Debugging-your-new-PL.md (4349B)
- ---
- title: Tips for debugging your new programming language
- date: 2021-08-11
- ---
- Say you're building a new (compiled) programming language from scratch. You'll
- inevitably have to debug programs written in it, and worse, many of these
- problems will lead you into deep magic, as you uncover problems with your
- compiler or runtime. And as you find yourself diving into the arcane arts, your
- tools may be painfully lacking: how do you debug code written in a language for
- which debuggers and other tooling simply has not been written yet?
- In the implementation of my own programming language, I have faced this problem
- many times, and developed, by necessity, some skills around debugging with
- crippled tools that may lack an awareness of your language. Of course, the
- ultimate goal is to build out first-class debugging support, but we must have a
- language in the first place before we can write tools to debug it. If you find
- yourself in this situation, here are my recommendations.

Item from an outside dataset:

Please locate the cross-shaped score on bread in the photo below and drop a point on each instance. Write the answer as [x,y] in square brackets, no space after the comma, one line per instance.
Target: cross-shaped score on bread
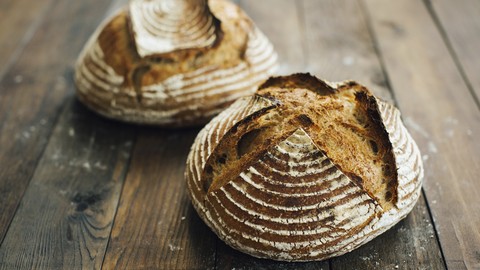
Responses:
[304,169]
[344,124]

- First, I'll echo the timeless words of Brian Kernighan:
- > The most effective debugging tool is still careful thought, coupled with
- > judiciously placed print statements.
- — Unix for Beginners (1979)
- Classic debugging techniques are of heightened importance in this environment:
- first seek to isolate the problem code, then to understand the problem code,
- then form, and test, a hypothesis — usually with a thoughtful print
- statement. Often, this is enough.
- Unfortunately, you may have to fire up gdb. gdb is often painful in the best of
- situations, but if you have to use it without debug symbols, you may find
- yourself shutting off the computer and seeking out rural real estate on which
- you can establish a new career in farming. If you can stomach it, I can offer
- some advice.
- First, you're going to be working in assembly, so make sure you're familiar with
- how it works. I would recommend keeping the ISA manual and your ABI
- specification handy. If you're smart and your language sets up stack frames
- properly (this is easy, do it early), you should at least have a backtrace,
- breakpoints at functions, and globals, though all of these will be untyped. You
- can write C casts to add some ad-hoc types to examine data in your process,
- like "print *(int *)$rdi".
- You'll also get used to the 'x' command, which eXamines memory. The command
- format is "x/NT", where N is the number of objects, and T is the object type: w
- for word (int), g for giantword (long), and h and b for halfword (short) and
- byte, respectively: "x/8g $rdi" will interpret rdi as an address where 8 longs
- are stored and print them out in hexadecimal. Of particular use is the "i"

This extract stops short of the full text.